Du génie

Publié le  10.01.2014

C’est une question que je me suis souvent posée jeune fille (avec un soupçon de honte, je dois bien l’avouer): serais-je, par chance inouïe, géniale ? Suis-je candidate au génie?
De temps à autre, des effluves de ce questionnement me reviennent, mais je dois bien dire que je suis guérie. Le mythe du génie. L’inspiré. L’élu. (Remarque : quand on ne croit pas en dieu, parler « d’élu » devient assez absurde – voire risible ; et quand on est féministe et qu’on n’arrive même pas à imaginer que le génie pourrait être « l’élue” avec un E final, la situation devient même assez triste.)
Bref.
Quand j’avais 15 ans et que je lisais fiévreusement les poèmes de Nerval et de Mallarmé sans rien y comprendre (mais à vrai dire : faut-il COMPRENDRE quelque chose à la poésie pour l’adorer ?), quand je regardais les murs gris de la petite ville triste dans laquelle je vivais alors, tout mon être tendait vers cette question : serai-je un jour ce génie, cette personne touchée par la grâce, créatrice-née?
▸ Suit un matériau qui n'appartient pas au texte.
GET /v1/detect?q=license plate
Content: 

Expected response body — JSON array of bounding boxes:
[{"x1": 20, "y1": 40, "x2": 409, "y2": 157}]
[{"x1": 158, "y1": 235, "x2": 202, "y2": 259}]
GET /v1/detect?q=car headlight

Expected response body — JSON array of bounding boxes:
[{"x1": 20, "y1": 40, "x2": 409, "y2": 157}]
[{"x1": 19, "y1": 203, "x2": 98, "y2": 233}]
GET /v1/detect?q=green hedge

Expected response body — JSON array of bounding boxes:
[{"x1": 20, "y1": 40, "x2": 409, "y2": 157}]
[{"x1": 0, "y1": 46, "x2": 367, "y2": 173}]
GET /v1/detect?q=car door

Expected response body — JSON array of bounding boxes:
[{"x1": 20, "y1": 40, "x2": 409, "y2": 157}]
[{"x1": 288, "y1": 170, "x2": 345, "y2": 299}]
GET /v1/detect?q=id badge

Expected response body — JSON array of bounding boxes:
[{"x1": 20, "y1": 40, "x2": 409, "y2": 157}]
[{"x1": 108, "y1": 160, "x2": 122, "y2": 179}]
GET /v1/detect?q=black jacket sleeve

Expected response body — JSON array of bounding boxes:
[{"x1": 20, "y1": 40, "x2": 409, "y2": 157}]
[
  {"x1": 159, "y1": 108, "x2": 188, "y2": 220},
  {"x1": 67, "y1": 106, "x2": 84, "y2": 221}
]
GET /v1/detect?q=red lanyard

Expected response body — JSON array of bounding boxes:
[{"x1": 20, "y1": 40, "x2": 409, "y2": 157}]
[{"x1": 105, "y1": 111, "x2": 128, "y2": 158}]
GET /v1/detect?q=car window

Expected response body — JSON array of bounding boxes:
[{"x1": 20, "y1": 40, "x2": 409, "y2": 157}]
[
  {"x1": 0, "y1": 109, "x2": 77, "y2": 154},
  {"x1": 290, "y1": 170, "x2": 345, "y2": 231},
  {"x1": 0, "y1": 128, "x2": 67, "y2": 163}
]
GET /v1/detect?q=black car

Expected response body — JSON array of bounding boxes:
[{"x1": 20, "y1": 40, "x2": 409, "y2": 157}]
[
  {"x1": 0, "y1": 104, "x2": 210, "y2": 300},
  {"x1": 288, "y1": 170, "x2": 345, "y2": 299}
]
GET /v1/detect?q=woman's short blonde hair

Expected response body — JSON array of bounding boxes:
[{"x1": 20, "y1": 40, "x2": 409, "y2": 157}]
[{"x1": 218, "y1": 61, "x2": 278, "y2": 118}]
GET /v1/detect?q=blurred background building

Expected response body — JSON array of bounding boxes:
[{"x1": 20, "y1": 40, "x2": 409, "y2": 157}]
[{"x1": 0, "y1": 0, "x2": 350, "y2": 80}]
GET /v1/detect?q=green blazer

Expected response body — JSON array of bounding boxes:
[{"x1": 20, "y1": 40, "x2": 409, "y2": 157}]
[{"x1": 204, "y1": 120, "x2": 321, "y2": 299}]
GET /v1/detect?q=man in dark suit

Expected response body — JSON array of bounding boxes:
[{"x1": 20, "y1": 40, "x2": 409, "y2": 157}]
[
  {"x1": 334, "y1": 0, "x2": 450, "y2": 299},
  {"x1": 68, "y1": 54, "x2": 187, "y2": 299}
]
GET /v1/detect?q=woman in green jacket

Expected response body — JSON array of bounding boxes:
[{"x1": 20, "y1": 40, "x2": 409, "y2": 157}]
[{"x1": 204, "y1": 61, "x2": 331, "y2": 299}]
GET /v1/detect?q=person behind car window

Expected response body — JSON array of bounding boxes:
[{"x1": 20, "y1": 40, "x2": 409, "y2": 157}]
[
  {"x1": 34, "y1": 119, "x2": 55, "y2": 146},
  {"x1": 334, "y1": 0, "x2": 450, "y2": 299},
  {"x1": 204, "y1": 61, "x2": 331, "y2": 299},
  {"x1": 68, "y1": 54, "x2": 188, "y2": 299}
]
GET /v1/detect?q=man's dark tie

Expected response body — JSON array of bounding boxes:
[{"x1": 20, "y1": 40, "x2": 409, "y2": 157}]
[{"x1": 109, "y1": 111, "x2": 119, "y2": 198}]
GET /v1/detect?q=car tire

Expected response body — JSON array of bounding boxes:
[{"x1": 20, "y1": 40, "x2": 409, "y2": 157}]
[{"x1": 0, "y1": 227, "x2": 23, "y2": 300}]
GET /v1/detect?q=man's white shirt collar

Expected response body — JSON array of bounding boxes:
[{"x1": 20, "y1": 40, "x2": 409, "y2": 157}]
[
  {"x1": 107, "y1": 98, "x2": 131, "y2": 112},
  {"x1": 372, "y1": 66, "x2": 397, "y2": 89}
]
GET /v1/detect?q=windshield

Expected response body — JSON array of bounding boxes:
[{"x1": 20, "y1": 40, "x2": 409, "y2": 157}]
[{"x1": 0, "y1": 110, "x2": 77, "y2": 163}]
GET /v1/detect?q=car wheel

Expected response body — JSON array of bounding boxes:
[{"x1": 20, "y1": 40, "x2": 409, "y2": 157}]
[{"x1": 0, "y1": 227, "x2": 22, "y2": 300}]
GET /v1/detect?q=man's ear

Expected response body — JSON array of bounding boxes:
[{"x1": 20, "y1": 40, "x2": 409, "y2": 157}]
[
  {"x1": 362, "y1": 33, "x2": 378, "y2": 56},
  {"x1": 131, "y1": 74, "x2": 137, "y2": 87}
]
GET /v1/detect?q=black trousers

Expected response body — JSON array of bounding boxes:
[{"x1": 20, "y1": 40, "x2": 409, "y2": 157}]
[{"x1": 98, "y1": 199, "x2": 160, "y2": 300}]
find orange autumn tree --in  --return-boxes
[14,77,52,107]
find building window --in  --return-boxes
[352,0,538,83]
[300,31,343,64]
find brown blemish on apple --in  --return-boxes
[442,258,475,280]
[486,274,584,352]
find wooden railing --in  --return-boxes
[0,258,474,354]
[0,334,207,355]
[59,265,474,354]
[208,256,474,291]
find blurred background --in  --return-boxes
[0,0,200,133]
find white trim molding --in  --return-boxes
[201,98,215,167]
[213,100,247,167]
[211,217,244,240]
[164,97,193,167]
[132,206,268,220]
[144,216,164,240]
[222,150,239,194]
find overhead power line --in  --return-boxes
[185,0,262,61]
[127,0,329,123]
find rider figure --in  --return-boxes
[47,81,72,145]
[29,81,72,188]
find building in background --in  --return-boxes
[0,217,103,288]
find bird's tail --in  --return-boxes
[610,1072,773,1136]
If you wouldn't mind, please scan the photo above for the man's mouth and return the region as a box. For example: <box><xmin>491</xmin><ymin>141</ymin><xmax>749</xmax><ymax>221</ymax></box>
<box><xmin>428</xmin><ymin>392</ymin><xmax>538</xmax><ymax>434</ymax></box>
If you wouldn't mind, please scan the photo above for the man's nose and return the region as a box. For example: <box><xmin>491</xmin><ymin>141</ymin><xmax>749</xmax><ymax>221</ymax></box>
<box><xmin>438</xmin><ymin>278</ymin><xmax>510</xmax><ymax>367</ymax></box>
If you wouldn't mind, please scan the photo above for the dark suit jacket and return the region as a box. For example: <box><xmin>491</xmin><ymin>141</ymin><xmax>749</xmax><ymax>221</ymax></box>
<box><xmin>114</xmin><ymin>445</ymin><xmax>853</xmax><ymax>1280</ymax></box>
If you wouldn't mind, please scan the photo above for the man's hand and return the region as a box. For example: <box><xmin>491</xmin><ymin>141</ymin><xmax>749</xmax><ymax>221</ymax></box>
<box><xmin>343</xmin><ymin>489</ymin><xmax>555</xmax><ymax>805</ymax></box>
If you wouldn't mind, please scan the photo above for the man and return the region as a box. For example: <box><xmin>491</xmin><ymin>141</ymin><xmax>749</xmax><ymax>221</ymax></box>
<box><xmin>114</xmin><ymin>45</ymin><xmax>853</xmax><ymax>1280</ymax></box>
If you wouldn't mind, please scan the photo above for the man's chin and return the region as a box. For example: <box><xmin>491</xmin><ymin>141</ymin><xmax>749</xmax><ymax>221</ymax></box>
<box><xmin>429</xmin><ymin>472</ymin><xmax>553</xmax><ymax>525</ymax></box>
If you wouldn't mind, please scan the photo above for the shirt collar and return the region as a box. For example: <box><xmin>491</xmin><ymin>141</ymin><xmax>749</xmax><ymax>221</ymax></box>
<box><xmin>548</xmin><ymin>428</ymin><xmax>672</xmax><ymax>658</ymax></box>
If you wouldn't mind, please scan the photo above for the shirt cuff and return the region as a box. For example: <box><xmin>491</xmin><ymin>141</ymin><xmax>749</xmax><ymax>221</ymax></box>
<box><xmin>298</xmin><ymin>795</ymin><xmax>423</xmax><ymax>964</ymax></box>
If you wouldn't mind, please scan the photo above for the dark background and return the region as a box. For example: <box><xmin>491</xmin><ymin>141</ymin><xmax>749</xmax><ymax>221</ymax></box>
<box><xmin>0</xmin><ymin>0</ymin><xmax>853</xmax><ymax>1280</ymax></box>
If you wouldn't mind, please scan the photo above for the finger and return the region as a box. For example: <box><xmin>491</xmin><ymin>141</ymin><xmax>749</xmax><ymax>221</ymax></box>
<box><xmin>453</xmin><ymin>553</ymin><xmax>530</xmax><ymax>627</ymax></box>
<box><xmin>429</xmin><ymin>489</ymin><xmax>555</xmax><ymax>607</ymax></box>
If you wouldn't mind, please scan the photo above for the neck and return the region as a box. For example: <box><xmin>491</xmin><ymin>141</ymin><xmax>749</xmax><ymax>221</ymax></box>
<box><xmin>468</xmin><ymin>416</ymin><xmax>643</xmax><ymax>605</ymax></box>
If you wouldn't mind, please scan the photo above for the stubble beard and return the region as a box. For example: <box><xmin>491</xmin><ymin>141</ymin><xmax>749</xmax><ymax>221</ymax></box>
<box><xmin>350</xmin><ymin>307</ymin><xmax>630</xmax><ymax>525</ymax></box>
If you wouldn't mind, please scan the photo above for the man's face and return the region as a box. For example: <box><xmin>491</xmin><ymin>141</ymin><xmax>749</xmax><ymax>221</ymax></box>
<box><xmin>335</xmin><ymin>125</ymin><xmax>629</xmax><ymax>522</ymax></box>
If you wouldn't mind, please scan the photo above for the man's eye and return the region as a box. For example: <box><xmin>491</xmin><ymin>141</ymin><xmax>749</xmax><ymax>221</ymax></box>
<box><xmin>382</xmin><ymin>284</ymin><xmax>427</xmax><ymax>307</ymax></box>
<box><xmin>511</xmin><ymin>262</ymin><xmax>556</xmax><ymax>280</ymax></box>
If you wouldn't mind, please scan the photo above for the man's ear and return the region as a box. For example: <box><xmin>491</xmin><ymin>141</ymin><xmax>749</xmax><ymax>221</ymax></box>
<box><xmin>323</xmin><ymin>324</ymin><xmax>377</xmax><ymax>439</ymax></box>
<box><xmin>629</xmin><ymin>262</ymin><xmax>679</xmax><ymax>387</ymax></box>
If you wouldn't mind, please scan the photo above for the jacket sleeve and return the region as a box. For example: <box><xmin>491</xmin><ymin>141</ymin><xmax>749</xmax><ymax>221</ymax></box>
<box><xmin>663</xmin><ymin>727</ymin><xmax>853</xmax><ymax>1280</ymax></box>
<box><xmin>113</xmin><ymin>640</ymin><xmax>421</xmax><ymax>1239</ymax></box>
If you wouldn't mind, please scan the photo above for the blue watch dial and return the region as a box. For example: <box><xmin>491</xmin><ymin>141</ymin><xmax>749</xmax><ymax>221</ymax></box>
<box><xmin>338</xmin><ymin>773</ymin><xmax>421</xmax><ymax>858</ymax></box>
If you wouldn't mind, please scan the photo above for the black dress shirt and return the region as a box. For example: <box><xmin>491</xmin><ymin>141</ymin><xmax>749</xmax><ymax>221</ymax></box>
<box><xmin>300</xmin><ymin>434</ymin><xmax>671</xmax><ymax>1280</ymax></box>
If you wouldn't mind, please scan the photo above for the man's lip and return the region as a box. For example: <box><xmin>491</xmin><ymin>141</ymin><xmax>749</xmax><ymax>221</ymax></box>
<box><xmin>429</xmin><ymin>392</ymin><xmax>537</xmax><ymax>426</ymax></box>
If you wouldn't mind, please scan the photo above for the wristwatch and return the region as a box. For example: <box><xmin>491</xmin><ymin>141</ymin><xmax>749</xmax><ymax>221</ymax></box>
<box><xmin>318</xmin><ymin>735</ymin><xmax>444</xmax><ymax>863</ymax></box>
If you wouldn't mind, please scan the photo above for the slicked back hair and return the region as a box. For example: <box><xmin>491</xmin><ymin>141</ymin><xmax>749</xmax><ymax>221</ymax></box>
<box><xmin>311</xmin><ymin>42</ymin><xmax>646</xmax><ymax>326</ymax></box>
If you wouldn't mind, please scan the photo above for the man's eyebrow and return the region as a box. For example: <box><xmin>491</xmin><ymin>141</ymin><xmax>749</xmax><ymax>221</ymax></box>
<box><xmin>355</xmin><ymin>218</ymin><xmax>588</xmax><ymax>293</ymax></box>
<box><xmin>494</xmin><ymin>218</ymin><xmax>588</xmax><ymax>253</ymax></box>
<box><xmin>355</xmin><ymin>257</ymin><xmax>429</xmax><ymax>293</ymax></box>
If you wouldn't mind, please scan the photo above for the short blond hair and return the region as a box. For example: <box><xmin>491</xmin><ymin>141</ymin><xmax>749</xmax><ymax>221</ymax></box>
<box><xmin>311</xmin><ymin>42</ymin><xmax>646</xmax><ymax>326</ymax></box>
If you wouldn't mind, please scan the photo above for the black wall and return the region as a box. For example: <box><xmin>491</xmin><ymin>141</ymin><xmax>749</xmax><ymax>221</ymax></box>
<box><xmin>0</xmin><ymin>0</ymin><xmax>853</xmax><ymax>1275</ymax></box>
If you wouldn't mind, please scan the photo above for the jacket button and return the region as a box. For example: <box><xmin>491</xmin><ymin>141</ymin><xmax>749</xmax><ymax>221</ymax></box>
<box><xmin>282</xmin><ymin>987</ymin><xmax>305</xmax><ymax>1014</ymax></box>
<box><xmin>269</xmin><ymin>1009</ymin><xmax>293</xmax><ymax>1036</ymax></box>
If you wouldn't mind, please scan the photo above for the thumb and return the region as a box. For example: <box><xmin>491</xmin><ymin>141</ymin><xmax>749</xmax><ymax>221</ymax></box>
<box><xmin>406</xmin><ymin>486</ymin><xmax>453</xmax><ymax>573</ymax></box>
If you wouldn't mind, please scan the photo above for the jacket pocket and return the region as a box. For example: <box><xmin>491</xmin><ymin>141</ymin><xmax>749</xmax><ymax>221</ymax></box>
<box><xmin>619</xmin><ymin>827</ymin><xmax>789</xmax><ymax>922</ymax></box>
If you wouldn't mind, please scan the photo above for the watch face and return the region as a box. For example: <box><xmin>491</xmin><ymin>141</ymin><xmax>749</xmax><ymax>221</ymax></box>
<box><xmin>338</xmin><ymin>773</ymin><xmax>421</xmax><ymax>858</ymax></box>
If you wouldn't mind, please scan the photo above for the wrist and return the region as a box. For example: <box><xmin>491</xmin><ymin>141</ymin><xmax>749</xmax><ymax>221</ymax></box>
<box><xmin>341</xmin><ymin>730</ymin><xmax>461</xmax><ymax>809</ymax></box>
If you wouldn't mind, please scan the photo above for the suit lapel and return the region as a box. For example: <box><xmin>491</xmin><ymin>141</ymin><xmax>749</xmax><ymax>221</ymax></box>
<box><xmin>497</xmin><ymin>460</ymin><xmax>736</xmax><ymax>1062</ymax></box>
Serai-je un jour cet élu (sans E donc, car depuis des millénaires les femmes ont le plus grand mal du monde à s’imaginer l’héroïne d’une quelconque existence ; elles marchent, affectueusement et discrètement dans les traces du héros, le « génie”, « l’élu-sans-E-final”) ?
Je suis heureuse que ce désir un peu médiocre, irréaliste et surtout vain soit tombé aujourd’hui.
C’est que… le génie n’existe pas.
La sensibilité, tout comme l’habileté, l’inventivité, l’acharnement, la rouerie de l’esprit (j’aime à penser que les créateurs sont rusés, étant moi-même assez roublarde), tout cela existe. Le génie, pas.
Il m’est arrivé de donner cours à des étudiants-acteurs. Je sentais certains parcourus de cette croyance, de cet espoir secret: “je suis peut-être celui qui a reçu (de qui? on ne sait pas trop) le pouvoir inné d’être naturellement doué pour l’art ; je n’ai pas besoin de travailler, mon corps et mon esprit savent déjà”.
Quelle foutaise. Et quelle joliesse à la fois, de rêver ça lorsqu’on en est aux prémisses de son travail de créateur.
Pourtant: le génie n’existe pas, et c’est la plus belle chose qui puisse arriver à l’être humain. C’est cela qui peut mouvoir un être à l’infini: étant un humain “normal”, basique, un peu sot mais un peu curieux quand même, je peux tout à coup m’essayer à ce qui n’est pas le privilège des dieux. Créer n’est ni l’apanage des élus, ni le domaine réservé des artistes, d’ailleurs. Créer est le fruit de l’entraînement patient, méthodique, obstiné, délicieux de l’homme de la rue, de la femme de la rue: un entraînement aux cieux.